Miami’s Republican mayor, Tomás Regalado, has called on Trump to address climate change.

"This is the time to talk about climate change. This is the time that the president and the [EPA] and whoever makes decisions needs to talk about climate change," Regalado told the Miami Herald. "This is a truly, truly poster child for what is to come."

Ros-Lehtinen, who has been in Congress since 1989, and was previously a member of the Florida Senate, was not available for comment. She was born in Havana, Cuba, and is a fierce critic of the Castro regime there.

The congresswoman, whose son is transgender, has also become a vocal LGBT rights advocate. She’s married to well-known Miami attorney Dexter Lehtinen.

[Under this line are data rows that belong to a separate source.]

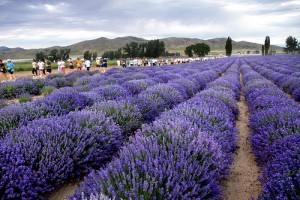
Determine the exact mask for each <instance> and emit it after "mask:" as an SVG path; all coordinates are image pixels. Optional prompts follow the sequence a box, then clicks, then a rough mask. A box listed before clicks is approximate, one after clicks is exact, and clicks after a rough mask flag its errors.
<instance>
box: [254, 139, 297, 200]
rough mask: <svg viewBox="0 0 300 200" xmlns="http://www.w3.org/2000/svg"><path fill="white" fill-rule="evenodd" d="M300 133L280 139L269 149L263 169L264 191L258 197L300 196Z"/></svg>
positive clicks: (265, 197) (263, 184)
mask: <svg viewBox="0 0 300 200" xmlns="http://www.w3.org/2000/svg"><path fill="white" fill-rule="evenodd" d="M299 146H300V134H294V135H289V136H287V137H285V138H283V139H280V140H278V141H276V142H274V144H273V145H272V146H271V147H270V149H268V150H267V152H268V154H269V155H270V157H269V160H268V162H267V164H266V166H265V168H264V170H263V179H262V184H263V191H262V194H261V195H260V196H259V198H258V199H293V200H296V199H299V198H300V170H299V169H300V150H299Z"/></svg>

The contingency of GOP climate action advocates will shrink, however, because the congresswoman will not seek re-election after serving 29 years in the House.

Since Ros-Lehtinen announced last April that she would retire, a slew of Democrats are vying to fill the rare open seat, the latest of which is Matt Haggman, former program director of Miami’s Knight Foundation.

He said that one of the Democratic-leaning district’s greatest challenges is that sea-level rise was being ignored. "We’re not building for the future," he told the Herald.

Democratic contenders include former state judge nominee Mary Barzee Flores, state Rep. David Richardson of Miami Beach, state Sen. José Javier Rodríguez, Miami Beach Commissioner Kristen Rosen Gonzalez, University of Miami academic adviser Michael Hepburn and Mark Anthony Person.

The three Republicans running are former Miami-Dade School Board member Raquel Regalado, Miami-Dade County Commissioner Bruno Barreiro and Maria Peiro, whom Ros-Lehtinen defeated in the 2016 primary.